I remember being one…but it wasn’t like it is now. I can’t begin to imagine the pressure our teens feel. Everything is at their fingertips. They truly have to guard their minds and hearts at all times.
Having a teenager is AWESOME. I currently have two and a “tweeny” (11yr old describes himself that way). They are fun, funny, active, caring, witty…just all around amazing. We were always told teens were difficult. No one told us how much fun they would be to hang out with!
That doesn’t mean we don’t have tough times. Through all the battles they go through, my heart breaks for them frequently. That doesn’t mean I will take the easy road. That would be difficult in the long run, for allll of us.
I was talking with one of them over a challenge he was facing. Now that he is getting older, he couldn’t understand why I won’t let him dictate his direction. It’s a bit negotiable, but I am still the mom.
This is how I described it to him…
When he was a toddler, he loved eating with his hands. He would giggle and get food everywhere. There came a point when I need him to start learning how to use a spoon and fork. That made him FURIOUS! He would scream and through the utensils, then scream and throw the food! His actions showed how made he was because I didn’t understand that he DIDN’T WANT TO follow my direction. It was so much easier to just use his hands!
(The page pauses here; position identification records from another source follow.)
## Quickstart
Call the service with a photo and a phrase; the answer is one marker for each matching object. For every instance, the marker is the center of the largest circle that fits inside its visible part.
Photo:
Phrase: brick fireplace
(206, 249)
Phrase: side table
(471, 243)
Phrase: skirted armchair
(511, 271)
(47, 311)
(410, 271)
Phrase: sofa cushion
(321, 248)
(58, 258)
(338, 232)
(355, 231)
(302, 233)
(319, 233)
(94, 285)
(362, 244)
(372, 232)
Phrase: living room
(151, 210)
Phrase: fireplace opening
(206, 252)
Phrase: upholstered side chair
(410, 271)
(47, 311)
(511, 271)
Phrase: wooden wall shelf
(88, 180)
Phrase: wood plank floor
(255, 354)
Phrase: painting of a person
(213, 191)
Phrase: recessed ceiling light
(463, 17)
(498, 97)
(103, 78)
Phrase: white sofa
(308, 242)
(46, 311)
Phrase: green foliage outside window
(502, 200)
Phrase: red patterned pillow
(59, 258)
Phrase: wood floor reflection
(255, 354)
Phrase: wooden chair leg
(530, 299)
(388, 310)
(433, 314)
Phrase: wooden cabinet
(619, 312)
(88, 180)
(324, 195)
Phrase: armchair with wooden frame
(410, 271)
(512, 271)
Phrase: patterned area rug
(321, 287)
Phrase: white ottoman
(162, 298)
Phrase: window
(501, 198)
Now, though he is old and wiser, there are times where he will still feel like he really knows the best way to go, the best choices for his future. I could let him do whatever he feels like, however there are times when, as a parent, we need to step in and provide direction. He will get VERY made and get frustrated and maybe even not like us in the moment. All I can do is pray and stay strong. I can remember that little boy that threw a tantrum when he couldn’t see the path ahead of him. He only knew what he wanted in the moment.
I am like that with God. I think I know what would be best for me, and pray and pray that God will answer my prayers. When He doesn’t, I throw a tantrum. I do. I get so frustrated and think he doesn’t understand that I REALLY wanted it!
I know I have to realize that He knows what is best for me. He sees all the things I can’t see. I have to trust in Him and though I don’t understand His direction, I have to know He truly wants the best for me.
Trust in the Lord with all your heart and lean not in your own understanding. In all your ways acknowledge Him and He will make your path straight. Prov 3:5-6
What I learned today…I love my teens so very much. I have to remember, to parent them, even when it is hard. Each day I need to spend thanking God for being patient with me and constantly showing me mercy and pray I can do the same to those I love.